Londralı Andipa Galeri’nin Damien Hirst’lü, Andy Warhol’lu, Peter Burke’lü, David Hockney’li şahane seçkisi...
Geçen yıl da böcekli bir başka işini (Star Wars’un Jedi’ını yapmıştı) gördüğümüz Jan Fabre’nin yine böceklerden yaptığı ama bu kez çok da çarpıcı olmayan heykeli...
Uzaktan bakınca, “Orada neden kalabalık toplanmış?” diyerek yanılsama yaşayabileceğin Enrique Marty’nin yaşlı adam heykelleri...
Londralı meşhur Victoria Miro Galeri’nin gözdesi, deniz kızına alternatif deniz oğlanı heykeli...
Ve ayrıca Banksy ve dikkat çekici Chantal Joffe tablosu...
Patricia Piccini’nin tuhaf hislerle beraber dokunma isteği de uyandıran çiçek gibi açmış işi...
Selma Gürbüz’ün 75 bin euro’luk optik tablosu..
Ve bir de tüm bu yıldızların yanında keşdefilmeyi bekleyenler: Mesela Serkan Adın’ın Baselitz’e Öpücük adlı alüminyum üzerine kotardığı işi...
Kısacası ArtInternational yine dinamik işlerle dolu.

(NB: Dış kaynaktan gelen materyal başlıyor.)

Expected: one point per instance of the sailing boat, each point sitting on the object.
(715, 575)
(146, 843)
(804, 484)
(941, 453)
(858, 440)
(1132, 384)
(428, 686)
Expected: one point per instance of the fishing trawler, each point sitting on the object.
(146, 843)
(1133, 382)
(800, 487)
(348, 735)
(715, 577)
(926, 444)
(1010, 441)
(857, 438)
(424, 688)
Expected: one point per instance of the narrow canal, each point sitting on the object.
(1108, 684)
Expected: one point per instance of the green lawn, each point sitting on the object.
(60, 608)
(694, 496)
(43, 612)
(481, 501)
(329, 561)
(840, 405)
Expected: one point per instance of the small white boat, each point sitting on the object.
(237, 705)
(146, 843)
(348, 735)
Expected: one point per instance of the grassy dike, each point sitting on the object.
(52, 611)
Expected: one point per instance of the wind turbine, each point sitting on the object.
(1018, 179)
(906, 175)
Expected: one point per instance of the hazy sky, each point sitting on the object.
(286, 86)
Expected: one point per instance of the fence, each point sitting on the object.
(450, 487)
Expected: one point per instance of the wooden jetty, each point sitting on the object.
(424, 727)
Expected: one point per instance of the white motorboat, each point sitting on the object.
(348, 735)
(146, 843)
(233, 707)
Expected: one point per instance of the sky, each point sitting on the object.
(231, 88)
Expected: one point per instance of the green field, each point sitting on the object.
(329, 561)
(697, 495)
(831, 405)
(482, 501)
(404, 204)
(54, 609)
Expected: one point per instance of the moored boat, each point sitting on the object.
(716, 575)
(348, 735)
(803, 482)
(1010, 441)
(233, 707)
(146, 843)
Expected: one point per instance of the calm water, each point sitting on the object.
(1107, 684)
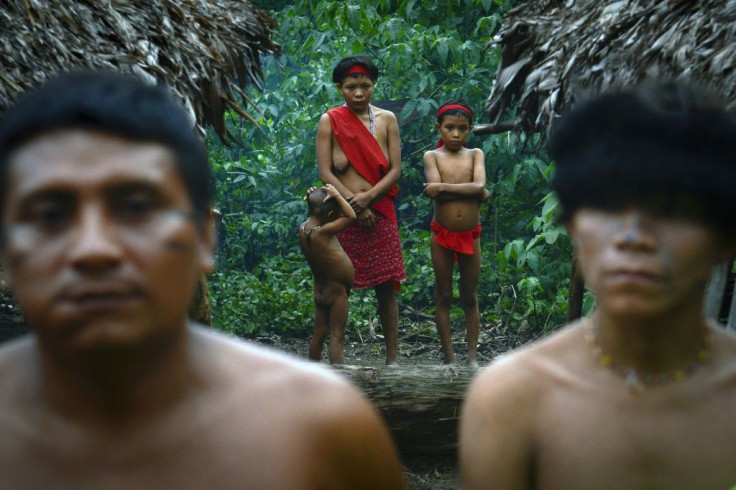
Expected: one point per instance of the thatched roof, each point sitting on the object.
(206, 50)
(557, 51)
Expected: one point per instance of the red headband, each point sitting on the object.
(356, 70)
(451, 107)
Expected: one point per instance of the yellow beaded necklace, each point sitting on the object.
(639, 381)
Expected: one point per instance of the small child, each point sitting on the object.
(329, 214)
(456, 179)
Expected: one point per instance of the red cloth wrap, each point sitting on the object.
(375, 254)
(459, 241)
(364, 154)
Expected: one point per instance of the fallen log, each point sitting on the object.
(421, 404)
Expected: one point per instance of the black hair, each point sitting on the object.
(317, 205)
(455, 112)
(670, 144)
(338, 73)
(117, 104)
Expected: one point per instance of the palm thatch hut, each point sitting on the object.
(205, 50)
(554, 52)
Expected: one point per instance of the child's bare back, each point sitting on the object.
(329, 263)
(454, 211)
(329, 214)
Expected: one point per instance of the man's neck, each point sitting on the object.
(651, 345)
(119, 387)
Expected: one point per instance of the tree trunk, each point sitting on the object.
(420, 404)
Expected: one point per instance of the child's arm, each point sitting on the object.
(348, 213)
(434, 188)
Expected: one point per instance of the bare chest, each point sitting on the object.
(637, 442)
(455, 169)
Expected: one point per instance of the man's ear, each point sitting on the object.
(208, 241)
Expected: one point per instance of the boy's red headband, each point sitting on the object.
(451, 107)
(356, 70)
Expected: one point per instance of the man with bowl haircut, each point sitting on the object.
(642, 393)
(106, 226)
(359, 152)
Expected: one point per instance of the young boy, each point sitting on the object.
(456, 179)
(329, 214)
(643, 393)
(359, 152)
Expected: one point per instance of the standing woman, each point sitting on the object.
(359, 152)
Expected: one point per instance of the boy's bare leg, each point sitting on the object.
(443, 261)
(469, 272)
(388, 311)
(320, 332)
(338, 321)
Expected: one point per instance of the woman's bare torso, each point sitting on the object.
(326, 257)
(341, 166)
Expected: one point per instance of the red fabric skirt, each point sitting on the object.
(375, 254)
(459, 241)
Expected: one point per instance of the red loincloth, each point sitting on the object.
(364, 154)
(459, 241)
(375, 254)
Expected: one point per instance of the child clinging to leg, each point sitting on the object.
(329, 213)
(455, 180)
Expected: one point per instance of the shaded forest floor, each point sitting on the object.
(418, 345)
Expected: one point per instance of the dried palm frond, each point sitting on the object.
(557, 51)
(205, 50)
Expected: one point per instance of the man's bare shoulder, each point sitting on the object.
(257, 369)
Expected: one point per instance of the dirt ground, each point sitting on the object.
(418, 345)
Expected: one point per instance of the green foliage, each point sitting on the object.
(427, 53)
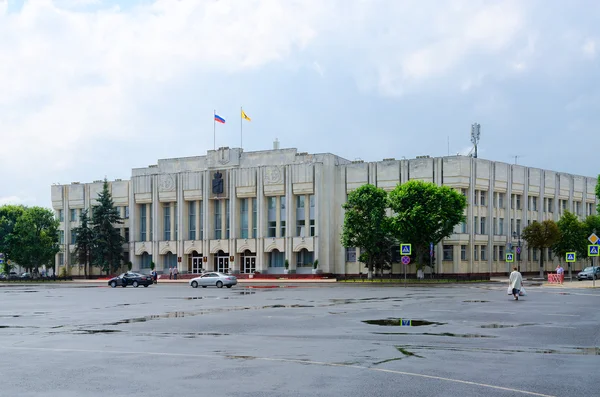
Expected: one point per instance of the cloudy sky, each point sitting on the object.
(93, 88)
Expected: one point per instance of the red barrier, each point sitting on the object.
(556, 278)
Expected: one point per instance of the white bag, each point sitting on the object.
(522, 292)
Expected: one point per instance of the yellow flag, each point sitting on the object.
(245, 116)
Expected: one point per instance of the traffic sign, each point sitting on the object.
(405, 249)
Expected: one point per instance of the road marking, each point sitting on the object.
(285, 360)
(564, 315)
(554, 326)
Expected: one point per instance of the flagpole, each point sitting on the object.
(214, 130)
(241, 127)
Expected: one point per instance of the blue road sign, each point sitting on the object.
(405, 249)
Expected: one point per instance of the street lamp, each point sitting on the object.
(517, 236)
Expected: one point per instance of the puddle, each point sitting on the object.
(588, 351)
(449, 334)
(506, 325)
(397, 322)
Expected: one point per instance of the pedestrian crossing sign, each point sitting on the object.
(405, 249)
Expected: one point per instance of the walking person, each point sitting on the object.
(515, 282)
(561, 273)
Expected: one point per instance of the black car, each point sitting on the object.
(130, 278)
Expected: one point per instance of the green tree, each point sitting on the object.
(541, 236)
(35, 239)
(108, 242)
(9, 215)
(84, 243)
(365, 224)
(572, 237)
(425, 213)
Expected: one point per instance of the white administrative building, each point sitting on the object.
(254, 211)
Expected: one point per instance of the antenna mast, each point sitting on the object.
(475, 134)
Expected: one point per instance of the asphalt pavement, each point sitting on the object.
(298, 340)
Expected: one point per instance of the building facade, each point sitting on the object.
(254, 211)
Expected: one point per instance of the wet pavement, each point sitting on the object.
(318, 340)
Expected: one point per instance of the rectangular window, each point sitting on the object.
(351, 254)
(227, 218)
(143, 222)
(192, 220)
(175, 222)
(300, 216)
(254, 217)
(271, 216)
(244, 218)
(448, 253)
(277, 259)
(282, 216)
(218, 215)
(167, 222)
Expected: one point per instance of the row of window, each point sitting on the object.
(248, 212)
(75, 214)
(480, 253)
(516, 199)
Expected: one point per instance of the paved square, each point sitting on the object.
(325, 340)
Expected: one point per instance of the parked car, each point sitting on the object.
(214, 278)
(130, 278)
(588, 273)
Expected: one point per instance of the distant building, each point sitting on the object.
(250, 211)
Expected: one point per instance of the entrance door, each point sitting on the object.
(197, 265)
(223, 264)
(249, 264)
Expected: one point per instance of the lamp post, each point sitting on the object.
(517, 236)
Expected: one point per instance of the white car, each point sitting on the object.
(214, 278)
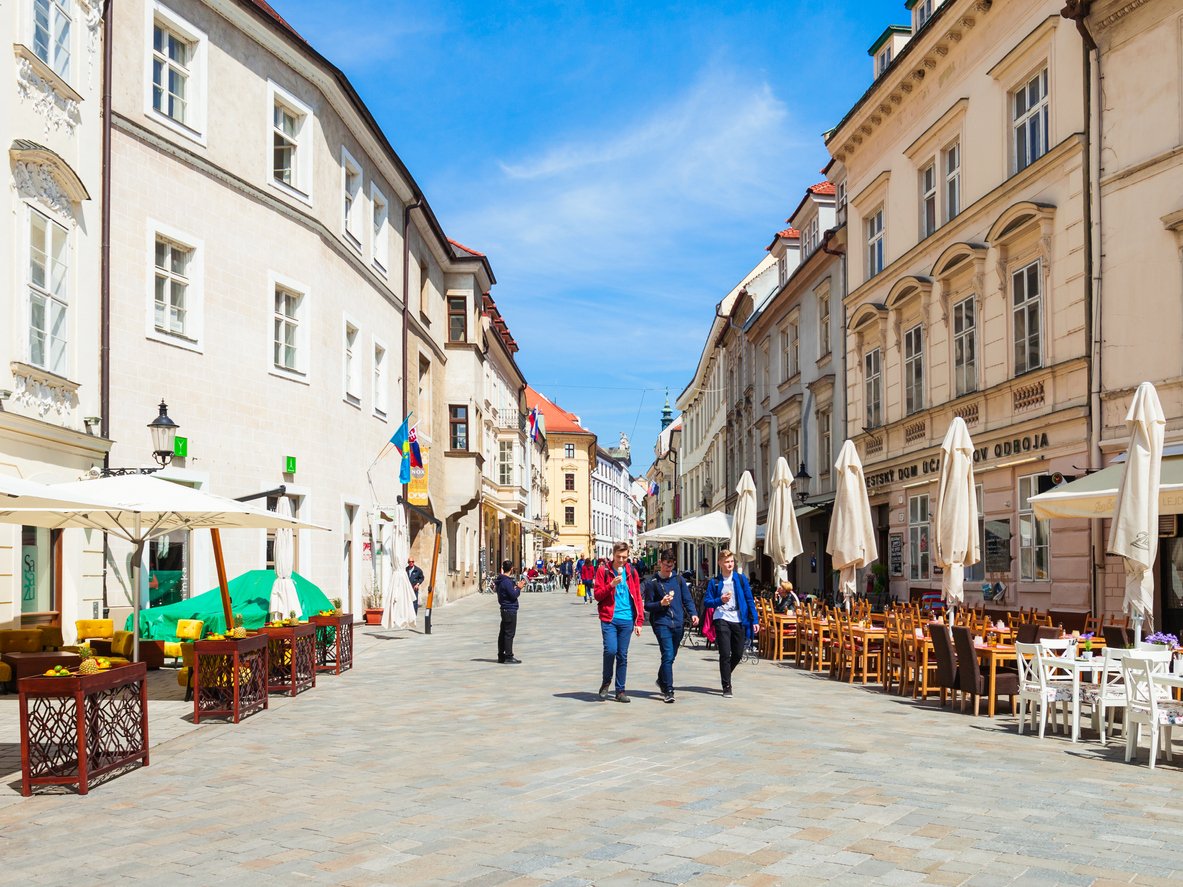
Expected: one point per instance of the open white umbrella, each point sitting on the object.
(139, 509)
(956, 543)
(284, 599)
(782, 538)
(743, 526)
(1133, 533)
(400, 608)
(852, 532)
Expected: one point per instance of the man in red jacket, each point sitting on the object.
(618, 591)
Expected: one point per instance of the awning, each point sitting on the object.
(1094, 496)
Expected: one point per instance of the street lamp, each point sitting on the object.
(802, 478)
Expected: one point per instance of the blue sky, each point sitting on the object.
(622, 164)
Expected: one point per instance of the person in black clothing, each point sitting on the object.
(667, 602)
(417, 578)
(508, 593)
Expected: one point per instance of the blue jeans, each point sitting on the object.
(616, 638)
(668, 640)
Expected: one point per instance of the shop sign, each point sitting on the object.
(983, 454)
(417, 490)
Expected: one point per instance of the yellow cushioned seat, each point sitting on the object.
(187, 629)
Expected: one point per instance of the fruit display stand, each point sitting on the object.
(230, 678)
(292, 654)
(76, 727)
(334, 642)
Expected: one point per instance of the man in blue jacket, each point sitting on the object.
(735, 609)
(508, 593)
(667, 602)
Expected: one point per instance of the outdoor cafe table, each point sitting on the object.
(230, 678)
(291, 651)
(78, 727)
(334, 642)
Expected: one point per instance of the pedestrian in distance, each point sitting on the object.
(735, 610)
(618, 591)
(667, 602)
(508, 594)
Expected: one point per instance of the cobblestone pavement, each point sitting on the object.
(433, 764)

Özellikle komşu ülkelerin galerilerini dolaşıp fikir sahibi olmak çok eğlenceli.
Misal: İranlı galeri Assar Art onlardan biri.

* ArtInternational partileriyle de geldi şehre. Bu partilerden biri Soho House’daydı. Diğeri ise Spago’da. İstanbul Art News’ün düzenlediği Spago’daki partide izdiham vardı desem yanlış olmaz.
Bir ara öyle kalabalıktı ki, koca mekana sığamadık, dahası içkiler çok erken bitti.
Üstelik kapı çok sıkıydı. Listede adı olmayanlar içeri alınmıyordu. Ama demek ki herkes listedeydi, çünkü bir ara bar tarafında adım atacak yer yoktu.